If a deadlock does not show in the AI Engine simulator or hardware emulation flows, it might still show in the hardware flow.
The following is the PS code to profile how much data is transferred for the input and output:
xrt::aie::profiling handle(device), handle2(device);
handle.start(xrt::aie::profiling::profiling_option::io_stream_running_event_count, "gr.dataout", "", 0);
handle2.start(xrt::aie::profiling::profiling_option::io_stream_running_event_count, "gr.in", "", 0);
//kernel run
auto s2mm_run = s2mm(out_bo, nullptr, OUTPUT_SIZE);//1st run for s2mm has started
auto mm2s_run = mm2s(in_bo, nullptr, OUTPUT_SIZE);
auto ghdl=xrt::graph(device,uuid,"gr");
ghdl.run(4);
// Wait graph for some cycles
ghdl.end(5); // wait for AIE kernel to complete or 5 milliseconds
long long data_out_count = handle.read();
long long data_in_count = handle2.read();
handle.stop();
handle2.stop();
std::cout<<"Output data received:"<<data_out_count<<std::endl;
std::cout<<"Input data sent:"<<data_in_count<<std::endl;
Note: The system must start mm2s after handle.start(). Otherwise, the data transfer begins after mm2s starts, and that happens before handle.start() and gr.run(4).
The output is similar to:
Output data received:0
Input data sent:104
You can estimate the status of the design based on how much data has been transferred for the input and output.

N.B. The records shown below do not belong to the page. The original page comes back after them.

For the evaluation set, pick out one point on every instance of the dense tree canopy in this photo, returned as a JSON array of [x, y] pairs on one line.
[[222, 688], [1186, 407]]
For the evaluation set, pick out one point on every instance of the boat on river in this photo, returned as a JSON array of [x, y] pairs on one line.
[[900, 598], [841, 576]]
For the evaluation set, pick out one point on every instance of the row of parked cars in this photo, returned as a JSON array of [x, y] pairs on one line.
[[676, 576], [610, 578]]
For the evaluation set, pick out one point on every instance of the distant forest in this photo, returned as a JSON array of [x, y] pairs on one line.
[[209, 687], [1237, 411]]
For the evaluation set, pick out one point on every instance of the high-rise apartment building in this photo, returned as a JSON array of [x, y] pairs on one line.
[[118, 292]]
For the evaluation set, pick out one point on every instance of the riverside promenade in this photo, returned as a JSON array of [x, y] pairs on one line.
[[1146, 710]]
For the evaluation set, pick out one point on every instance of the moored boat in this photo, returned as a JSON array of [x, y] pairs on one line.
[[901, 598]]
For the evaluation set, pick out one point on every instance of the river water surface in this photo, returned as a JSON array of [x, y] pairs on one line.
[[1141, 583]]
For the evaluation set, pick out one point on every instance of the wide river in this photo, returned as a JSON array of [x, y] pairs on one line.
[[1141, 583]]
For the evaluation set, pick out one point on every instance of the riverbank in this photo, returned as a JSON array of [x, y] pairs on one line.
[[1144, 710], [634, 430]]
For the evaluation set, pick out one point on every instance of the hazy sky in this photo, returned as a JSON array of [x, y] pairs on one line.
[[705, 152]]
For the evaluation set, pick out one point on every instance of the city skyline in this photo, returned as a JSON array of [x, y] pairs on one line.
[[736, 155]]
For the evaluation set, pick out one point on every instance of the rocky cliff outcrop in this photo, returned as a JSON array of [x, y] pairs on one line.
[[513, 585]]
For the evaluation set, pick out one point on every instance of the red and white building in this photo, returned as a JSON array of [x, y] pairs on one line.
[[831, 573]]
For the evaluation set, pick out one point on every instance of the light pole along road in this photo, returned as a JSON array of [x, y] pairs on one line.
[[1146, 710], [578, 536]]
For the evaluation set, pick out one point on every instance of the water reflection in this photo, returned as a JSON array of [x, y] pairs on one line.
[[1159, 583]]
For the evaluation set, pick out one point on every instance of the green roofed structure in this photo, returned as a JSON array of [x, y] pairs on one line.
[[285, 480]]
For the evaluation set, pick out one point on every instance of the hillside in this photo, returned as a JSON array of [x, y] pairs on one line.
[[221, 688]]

You can replace the graph.wait(50000) in the above code with sleep or usleep APIs to wait a certain amount of time depending on the scale of the design.
If necessary, you can insert an Integrated Logic Analyzer (ILA) to probe the interfaces of the PL kernels to detect the AI Engine and PL kernels’ running status.
Refer to the AI Engine Status Analysis for instructions on how to use the Vitis Analyzer to understand the AI Engine status in both hardware and hardware emulation.